Je voudrais apporter, pour ma première contribution, une petite reflexion.
Elle porte sur la notion de grammaire et informatique. J'entends ici
grammaire au sens large, c'est-à-dire description *a posteriori* de la
langue, et des rêgles généralement observable dans celle-ci. Mon idée ici,
est de dire que la typographie est une grammaire au même titre que la
linguistique (à un autre niveau).

La grammaire est une description à partir de la langue écrite. Elle ne l'a
pas précédé, mais elle l'a bien sur influencée. Aussi, l'opération de
grammatisation d'une langue est une forme de prise de pouvoir, de prise de
contrôle. Elle n'est pas à la base de la langue, mais elle la modifie
suivant les critères de la grammaire ainsi faite. C'est ainsi que la
grammaire latine, qui a servi de base à la plupart des grammaires
européennes, voire plus, a véritablement modifiée les langues dans une «
logique latine » (voir à ce sujet le livre de S. Auroux, « La révolution
technologique de la grammatisation »).

Il en est de même pour les typographies. On sait qu'elles sont proprement
historiques (je ne suis pas spécialiste, mais cela me semble un fait
acquis). L'arrivée de l'imprimerie a jouée un rôle assez fondamentale dans
la « grammatisation typographique », puisqu'elle a forcée à un regroupement
du nombre de glyphes linguistiques (par opposition au glyphe typographique,
voir l'article de J. André sur l'absence du oe (!) dans iso-latin1, dans le
cahier GUTenberg numéro 25). On peut donner une multitude d'exemple
(différence entre o-tréma et o-umlaut, entre béta et ß allemand).

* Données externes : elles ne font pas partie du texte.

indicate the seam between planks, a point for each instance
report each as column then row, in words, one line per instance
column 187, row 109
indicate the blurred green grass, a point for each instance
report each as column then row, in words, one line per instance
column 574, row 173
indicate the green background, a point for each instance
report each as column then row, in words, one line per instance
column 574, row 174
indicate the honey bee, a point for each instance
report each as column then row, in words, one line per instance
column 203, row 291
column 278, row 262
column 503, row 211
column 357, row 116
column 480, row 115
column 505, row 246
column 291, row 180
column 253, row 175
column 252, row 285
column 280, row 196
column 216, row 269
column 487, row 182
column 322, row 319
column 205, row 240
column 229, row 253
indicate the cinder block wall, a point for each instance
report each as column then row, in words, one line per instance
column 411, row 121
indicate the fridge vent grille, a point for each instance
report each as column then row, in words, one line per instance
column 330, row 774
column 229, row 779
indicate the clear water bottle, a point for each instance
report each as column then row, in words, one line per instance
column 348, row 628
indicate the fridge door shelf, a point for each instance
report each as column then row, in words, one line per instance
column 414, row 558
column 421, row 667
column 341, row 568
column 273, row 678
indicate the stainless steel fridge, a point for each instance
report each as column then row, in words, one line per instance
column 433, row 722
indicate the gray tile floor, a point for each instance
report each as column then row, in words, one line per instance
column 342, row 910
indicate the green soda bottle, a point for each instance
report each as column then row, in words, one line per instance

L'arrivée de l'informatique et plus précisément des codages de caractères
est problématique, parce qu'elle introduit manifestement un biais : la
grammaire typographique n'est plus descriptive, mais *prescriptive*. Si on
peut encore introduire un glyphe inexistant dans une imprimerie au plomb,
soit pour écrire un nom étranger, soit pour montrer une évolution de
l'écriture, le codage informatique interdit ce genre de choses, si cela n'a
pas été prévue dès l'origine. Aussi, les codages, de type ISO-latin-1 ou
unicode, présente à nouveau cette prise de pouvoir qu'était la
grammatisation des langues, avec des effets qui pourraient être plus rapide
encore. Si certaines langues écrites ont un certain nombre de farouches
défenseurs, qu'en sera-t-il des langues que peu de monde écrit, et dont les
alphabets risquent de mal être codé, voire pas du tout ?

Comment réagir ? Tout d'abord, il faut militer (et cette liste est, je
pense, un lieu de ce militantisme) pour l'inclusion complète de nos
alphabets. Mais cela n'est pas suffisant. Si nous ne voulons pas voir nos
langues devenir définitivement figées, il faut permettre des moyens
d'évolutions des normes. Je n'ai pas parlé de la typographie au sens de
mise-en-page, mais le danger est le même : il suffit d'observer la norme
HTML pour s'en rendre compte.

Ceux qui pensent que la typographie est une affaire de spécialiste se
trompent. C'est notre culture qui se joue, dans toute sa diversité. Une
culture ne vit que dans son changement, et si les standardisations jusqu'à
aujourd'hui permettaient encore d'être contournées, cela n'est plus le cas
à cause du numérique. Aussi, au lieu de le rejeter, il faut en comprendre
les dangers et forcer son évolutions.

Voilà, j'espère ne pas avoir été trop long. Je me présente puisqu'il s'agit
de ma première contribution : Je suis actuellement en thèse au service
d'informatique médicale de l'assistance publique/hôpitaux de Paris (SIM
AP/HP). Je travail sur les outils de lecture informatique, et plus
précisément sur outil de lecture du dossier patient. Mon intérêt pour la
typographie est tout à fait récent, mais je compte bien approfondir le
sujet, pour les raisons ennoncées dans cet contribution.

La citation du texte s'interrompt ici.